There are over thirty sites commemorating the Commonwealth’s fallen on the Gallipoli Peninsula.
These men lay on or close to the battlefields where they lost their lives, with the famous quote from Mustafa Kemal Ataturk cementing Turkey’s gracious commitment to allowing the war dead to lie in these sites.
Some of the most significant points of commemoration that Commonwealth War Graves maintains in the Dardanelles include:
The Helles Memorial is the largest of Commonwealth War Graves’ Gallipoli memorials by number of servicemen commemorated.
20,960 officers and enlisted men from Australia, India, and the United Kingdom are commemorated by name on the proud edifice. The memorial includes Army casualties, but also naval personnel lost in ships sunk during the Dardanelles Campaign.
As well as commemorating these men specifically, the Helles Memorial serves the dual function of acting as the central focal point for commemoration on the Gallipoli peninsula.
There are four other Memorials to the Missing at Gallipoli:
- Lone Pine Memorial
- Hill 60 Memorial
- Chunuk Bair (New Zealand) Memorial
- Twelve Tree Copse Memorial
Lone Pine Cemetery
Lone Pine in the southern part of the ANZAC zone of attack was a strategically important plateau. Australian forces had briefly captured it during the April landings, but it was retaken and held by Ottoman forces between May-July. By then, Lone Pine was known as Bloody Ridge (“Kanli Sirt” in Turkish).

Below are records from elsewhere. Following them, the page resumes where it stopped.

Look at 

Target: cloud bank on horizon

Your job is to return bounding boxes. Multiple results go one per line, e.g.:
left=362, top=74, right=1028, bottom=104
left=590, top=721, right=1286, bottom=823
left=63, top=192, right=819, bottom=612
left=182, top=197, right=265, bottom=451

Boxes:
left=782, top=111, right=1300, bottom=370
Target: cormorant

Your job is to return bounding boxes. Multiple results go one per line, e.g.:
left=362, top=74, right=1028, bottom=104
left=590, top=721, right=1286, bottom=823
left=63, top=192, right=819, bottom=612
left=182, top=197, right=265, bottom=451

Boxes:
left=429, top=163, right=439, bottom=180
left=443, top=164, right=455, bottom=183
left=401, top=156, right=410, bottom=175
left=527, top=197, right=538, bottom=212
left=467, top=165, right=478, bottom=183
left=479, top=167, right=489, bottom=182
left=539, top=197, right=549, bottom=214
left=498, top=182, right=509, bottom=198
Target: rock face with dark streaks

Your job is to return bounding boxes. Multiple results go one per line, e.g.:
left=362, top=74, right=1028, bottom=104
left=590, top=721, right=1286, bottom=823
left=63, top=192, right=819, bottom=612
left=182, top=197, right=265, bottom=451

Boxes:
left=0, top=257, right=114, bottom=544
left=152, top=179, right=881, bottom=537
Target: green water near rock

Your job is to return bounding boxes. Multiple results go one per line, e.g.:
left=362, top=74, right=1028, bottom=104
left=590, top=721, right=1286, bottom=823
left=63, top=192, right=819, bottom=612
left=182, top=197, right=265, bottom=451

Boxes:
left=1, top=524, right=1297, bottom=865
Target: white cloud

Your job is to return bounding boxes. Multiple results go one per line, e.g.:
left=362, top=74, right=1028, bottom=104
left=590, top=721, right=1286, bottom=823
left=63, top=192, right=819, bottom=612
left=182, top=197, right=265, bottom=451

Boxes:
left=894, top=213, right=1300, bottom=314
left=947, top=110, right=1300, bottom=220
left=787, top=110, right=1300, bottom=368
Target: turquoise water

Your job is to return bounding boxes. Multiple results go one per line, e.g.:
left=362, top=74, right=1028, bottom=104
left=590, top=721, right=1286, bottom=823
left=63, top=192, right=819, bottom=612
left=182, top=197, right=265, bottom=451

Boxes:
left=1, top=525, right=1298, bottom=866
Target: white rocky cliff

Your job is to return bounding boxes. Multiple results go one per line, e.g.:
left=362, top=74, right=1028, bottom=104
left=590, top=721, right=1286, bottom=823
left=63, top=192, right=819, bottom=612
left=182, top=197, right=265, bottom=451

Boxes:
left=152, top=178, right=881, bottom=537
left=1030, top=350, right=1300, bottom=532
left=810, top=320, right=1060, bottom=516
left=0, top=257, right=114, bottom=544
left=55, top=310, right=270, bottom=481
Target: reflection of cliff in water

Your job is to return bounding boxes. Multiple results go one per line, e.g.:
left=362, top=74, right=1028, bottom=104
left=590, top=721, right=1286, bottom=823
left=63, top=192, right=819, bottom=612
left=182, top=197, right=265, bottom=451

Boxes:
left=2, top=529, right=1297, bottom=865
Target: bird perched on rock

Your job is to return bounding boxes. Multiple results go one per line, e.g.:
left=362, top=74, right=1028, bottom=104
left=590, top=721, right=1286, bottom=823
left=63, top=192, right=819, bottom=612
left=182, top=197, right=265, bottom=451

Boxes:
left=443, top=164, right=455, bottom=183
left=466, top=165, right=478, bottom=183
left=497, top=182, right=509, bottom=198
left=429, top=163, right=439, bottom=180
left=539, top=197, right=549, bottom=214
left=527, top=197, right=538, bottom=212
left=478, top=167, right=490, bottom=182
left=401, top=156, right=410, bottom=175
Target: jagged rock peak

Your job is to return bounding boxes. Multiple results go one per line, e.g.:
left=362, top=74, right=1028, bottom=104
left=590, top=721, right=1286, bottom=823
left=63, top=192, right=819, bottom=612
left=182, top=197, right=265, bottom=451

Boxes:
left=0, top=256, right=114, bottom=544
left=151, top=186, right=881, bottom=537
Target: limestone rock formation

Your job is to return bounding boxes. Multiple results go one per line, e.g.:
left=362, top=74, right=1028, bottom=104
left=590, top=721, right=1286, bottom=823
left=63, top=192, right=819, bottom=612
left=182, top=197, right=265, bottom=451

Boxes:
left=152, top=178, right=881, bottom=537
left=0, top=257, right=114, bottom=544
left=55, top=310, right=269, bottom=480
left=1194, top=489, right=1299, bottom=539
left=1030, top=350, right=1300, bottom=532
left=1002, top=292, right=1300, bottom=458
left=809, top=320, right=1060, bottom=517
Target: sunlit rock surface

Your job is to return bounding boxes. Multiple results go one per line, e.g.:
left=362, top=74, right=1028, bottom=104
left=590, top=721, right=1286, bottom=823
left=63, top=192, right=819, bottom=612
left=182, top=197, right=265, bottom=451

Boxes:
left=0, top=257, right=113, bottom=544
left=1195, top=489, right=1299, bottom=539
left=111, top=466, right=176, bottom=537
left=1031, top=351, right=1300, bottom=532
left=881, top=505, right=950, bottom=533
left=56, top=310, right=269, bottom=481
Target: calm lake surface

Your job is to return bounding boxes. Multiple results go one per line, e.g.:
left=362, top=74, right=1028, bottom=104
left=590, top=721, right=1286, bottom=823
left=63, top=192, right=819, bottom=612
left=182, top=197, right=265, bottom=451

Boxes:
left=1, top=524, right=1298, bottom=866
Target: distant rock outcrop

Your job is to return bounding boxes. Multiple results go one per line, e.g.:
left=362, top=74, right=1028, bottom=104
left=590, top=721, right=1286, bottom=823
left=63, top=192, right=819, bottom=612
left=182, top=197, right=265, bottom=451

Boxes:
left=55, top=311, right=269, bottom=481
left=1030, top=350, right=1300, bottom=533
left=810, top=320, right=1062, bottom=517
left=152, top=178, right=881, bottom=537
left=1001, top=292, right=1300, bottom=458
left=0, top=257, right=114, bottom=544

Mines were pushed towards Gallipoli by the Australians in late May up to August. On 6th August, mine explosions ripped through the land while naval big guns pounded Lone Pine.
The 1st Australian Brigade took Lone Pine in a storm of Steel and Gunfire. Four days of Ottoman counterattacks failed to dislodge the Aussies. Lone Pine would remain in ANZAC hands until the eventual Allied withdrawal from the Dardanelles in December 1915.
Some 1,167 Commonwealth burials lie within Lone Pine Cemetery. 504 of these casualties are unidentified, and their names will be on one of the many memorials to the missing scattered around Gallipoli.
Lone Pine Memorial sits within the cemetery’s grounds Its location marks the site of the fiercest fighting for control of the Peninsula. The tall, proud limestone memorial overlooks the former frontline area, on which 4,900 Australian and New Zealand servicemen are commemorated.
Hill 60 Cemetery
Hill 60 Cemetery lies among the trenches of the actions of Hill 60. It was made after those engagements and enlarged after the Armistice by the concentration of graves from Norfolk Trench Cemetery and from the battlefield.
There are now 788 Commonwealth servicemen of the First World War buried or commemorated in this cemetery. 712 of the burials are unidentified, but special memorials commemorate 34 casualties known or believed to be buried among them.
At the beginning of August 1915, Hill 60, which commanded the shoreward communications between the forces at Anzac and Suvla, was in Turkish hands.
On 22 August, it was attacked from Anzac by the Canterbury and Otago Mounted Rifles, followed later by the 18th Australian Infantry Battalion and supported on the flanks by other troops.
It was partly captured and on 27-29 August, and the captured ground was extended by the 13th, 14th, 15th, 17th and 18th Australian Infantry Battalions, the New Zealand Mounted Rifles, the 5th Connaught Rangers, and the 9th and 10th Australian Light Horse.
Within the cemetery lies the Hill 60 Memorial: one of four memorials erected to commemorate New Zealand soldiers who died on the Gallipoli peninsula and whose graves are not known, commemorating 180 fallen servicemen.